Vanwege deze en andere ontwikkelingen zijn er ten opzichte van de vorige studie onderstaande veranderingen in de uitgangspunten en veronderstellingen in deze nieuwe studie toegepast:

Startsituatie is nu 1-1-2020 in plaats van 1-1-2017

Het eindjaar is nu 1-1-2031 in plaats van 1-1-2030

De definitie van EC-doelgroep is aangepast als gevolg van de verruiming van de inkomensgrens voor meerpersoonshuishoudens die per 1-1-2022 van kracht wordt.

in 2017 telt de Regio Rotterdam conform de oude definitie 297 duizend EC- doelgroephuishoudens, 50% van het totaal aantal huishoudens

in 2020 telt de Regio Rotterdam conform de nieuwe definitie 325 duizend EC- doelgroephuishoudens 54% van het totaal aantal huishoudens.

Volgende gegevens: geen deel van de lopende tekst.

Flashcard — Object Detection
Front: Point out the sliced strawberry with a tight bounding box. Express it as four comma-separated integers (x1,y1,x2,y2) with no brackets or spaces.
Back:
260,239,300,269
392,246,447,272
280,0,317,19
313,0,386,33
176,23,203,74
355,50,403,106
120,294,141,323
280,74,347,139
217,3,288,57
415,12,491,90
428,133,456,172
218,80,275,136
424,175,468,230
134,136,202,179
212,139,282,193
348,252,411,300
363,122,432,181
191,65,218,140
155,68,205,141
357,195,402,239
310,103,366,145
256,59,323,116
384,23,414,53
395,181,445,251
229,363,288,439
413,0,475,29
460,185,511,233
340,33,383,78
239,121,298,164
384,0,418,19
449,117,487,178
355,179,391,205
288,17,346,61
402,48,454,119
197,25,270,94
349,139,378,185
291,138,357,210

De bevolkings- en huishoudensontwikkeling in deze studie is gebaseerd op de Primos Prognose 2021. In deze prognose wordt meer groei in de regio verwacht dan op basis van Primos 2017 in de vorige studie. Destijds werd een toename verwacht tot 643 duizend huishoudens in de Regio Rotterdam in 2030, nu is dat 657 duizend in 2031. De hogere huishoudensgroei leidt tot meer starters op de woningmarkt.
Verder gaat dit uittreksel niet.